Randomized Shellsort: A Simple Oblivious Sorting Algorithm
Michael T. Goodrich

TL;DR
This paper introduces a randomized, data-oblivious version of Shellsort that is simple, efficient, and suitable for privacy-preserving computations, with high-probability guarantees on sorting performance.
Contribution
It presents the first randomized Shellsort algorithm that is both simple and provably runs in O(n log n) time with high probability, enhancing privacy-preserving applications.
Findings
Runs in O(n log n) time with high probability
Data-oblivious and suitable for secure multi-party computation
First provably efficient randomized Shellsort implementation
Abstract
In this paper, we describe randomized Shellsort--a simple, randomized, data-oblivious version of the Shellsort algorithm that always runs in O(n log n) time and, as we show, succeeds in sorting any given input permutation with very high probability. Thus, randomized Shellsort is simultaneously simple, time-optimal, and data-oblivious.
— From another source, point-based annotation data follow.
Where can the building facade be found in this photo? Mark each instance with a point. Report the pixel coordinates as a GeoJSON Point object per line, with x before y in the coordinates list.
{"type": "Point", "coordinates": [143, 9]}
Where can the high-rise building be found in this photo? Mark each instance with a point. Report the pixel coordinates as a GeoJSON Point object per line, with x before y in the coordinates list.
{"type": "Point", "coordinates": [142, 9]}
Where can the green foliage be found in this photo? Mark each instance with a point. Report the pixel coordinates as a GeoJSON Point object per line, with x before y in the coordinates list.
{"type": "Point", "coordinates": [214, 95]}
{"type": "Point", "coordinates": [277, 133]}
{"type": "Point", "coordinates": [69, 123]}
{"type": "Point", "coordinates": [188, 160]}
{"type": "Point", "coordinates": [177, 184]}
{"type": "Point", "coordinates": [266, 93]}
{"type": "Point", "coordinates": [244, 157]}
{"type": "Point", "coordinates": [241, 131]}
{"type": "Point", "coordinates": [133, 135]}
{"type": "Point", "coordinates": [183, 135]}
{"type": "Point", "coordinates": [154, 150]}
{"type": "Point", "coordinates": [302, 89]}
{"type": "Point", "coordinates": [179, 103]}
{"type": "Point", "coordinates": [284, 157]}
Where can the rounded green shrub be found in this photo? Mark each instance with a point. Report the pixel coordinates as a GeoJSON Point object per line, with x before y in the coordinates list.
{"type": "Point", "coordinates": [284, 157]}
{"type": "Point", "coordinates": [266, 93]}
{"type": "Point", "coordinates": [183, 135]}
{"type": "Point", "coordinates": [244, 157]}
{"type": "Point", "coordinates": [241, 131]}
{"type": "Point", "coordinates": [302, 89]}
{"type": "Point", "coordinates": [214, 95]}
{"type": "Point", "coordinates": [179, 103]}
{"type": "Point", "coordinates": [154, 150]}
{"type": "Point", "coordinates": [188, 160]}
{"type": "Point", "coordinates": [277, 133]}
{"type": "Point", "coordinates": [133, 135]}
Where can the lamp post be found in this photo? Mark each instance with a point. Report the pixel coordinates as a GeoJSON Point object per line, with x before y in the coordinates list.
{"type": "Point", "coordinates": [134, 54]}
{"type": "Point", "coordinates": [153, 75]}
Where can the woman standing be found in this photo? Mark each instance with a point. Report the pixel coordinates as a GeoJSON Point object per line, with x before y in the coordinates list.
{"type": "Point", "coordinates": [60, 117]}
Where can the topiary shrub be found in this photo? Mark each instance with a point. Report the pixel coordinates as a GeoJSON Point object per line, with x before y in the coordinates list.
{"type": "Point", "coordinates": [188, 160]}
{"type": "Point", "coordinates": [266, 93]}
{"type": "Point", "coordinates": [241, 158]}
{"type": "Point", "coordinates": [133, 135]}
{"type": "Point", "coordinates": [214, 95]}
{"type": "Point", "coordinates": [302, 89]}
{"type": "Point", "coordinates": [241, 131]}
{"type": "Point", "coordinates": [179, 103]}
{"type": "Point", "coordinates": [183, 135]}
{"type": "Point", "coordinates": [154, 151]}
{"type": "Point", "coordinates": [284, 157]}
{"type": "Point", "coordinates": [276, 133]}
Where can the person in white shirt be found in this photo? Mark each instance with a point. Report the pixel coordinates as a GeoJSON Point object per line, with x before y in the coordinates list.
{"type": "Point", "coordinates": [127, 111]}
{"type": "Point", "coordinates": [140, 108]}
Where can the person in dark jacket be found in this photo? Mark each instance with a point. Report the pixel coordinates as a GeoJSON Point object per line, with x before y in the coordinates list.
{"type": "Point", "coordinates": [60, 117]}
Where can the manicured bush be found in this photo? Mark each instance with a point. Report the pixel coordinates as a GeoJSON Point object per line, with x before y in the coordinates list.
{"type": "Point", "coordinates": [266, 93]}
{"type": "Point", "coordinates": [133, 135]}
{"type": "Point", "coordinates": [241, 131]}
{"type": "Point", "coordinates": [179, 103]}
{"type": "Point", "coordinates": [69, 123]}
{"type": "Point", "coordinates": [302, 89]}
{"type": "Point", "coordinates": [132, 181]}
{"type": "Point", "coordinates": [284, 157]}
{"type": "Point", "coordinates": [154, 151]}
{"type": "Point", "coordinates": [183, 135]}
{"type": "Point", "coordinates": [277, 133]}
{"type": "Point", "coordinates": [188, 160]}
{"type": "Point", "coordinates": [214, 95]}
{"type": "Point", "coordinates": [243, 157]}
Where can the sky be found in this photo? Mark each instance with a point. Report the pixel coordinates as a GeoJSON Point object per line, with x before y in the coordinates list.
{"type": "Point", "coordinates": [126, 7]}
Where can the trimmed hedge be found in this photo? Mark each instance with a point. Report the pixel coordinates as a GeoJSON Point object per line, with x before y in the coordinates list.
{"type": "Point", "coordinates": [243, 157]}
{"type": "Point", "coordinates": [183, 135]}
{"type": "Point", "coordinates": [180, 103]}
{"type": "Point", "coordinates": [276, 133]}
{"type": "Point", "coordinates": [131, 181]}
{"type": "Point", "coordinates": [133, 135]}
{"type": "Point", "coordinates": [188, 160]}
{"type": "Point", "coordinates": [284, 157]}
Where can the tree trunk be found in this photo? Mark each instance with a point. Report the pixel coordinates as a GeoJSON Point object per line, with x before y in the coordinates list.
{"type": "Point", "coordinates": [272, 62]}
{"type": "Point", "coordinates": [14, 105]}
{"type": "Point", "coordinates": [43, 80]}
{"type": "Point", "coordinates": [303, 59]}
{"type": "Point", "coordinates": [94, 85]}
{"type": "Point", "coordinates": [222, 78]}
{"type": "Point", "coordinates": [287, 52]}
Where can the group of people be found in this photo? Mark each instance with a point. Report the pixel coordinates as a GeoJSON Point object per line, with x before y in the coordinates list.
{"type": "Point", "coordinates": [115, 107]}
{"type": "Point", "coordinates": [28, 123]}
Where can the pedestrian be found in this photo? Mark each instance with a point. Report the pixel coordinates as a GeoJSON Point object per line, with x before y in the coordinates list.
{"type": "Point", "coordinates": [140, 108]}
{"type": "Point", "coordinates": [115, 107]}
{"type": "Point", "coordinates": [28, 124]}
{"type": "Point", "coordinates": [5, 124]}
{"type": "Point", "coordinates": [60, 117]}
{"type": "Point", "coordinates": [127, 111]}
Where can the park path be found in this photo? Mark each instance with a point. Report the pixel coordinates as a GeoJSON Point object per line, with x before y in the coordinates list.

Taken together, these properties imply applications in the design of new efficient privacy-preserving computations based on the secure multi-party computation (SMC) paradigm. In addition, by a trivial conversion of this Monte Carlo algorithm to its Las Vegas equivalent, one gets the first version of Shellsort with a running time that is provably O(n log n) with very high probability.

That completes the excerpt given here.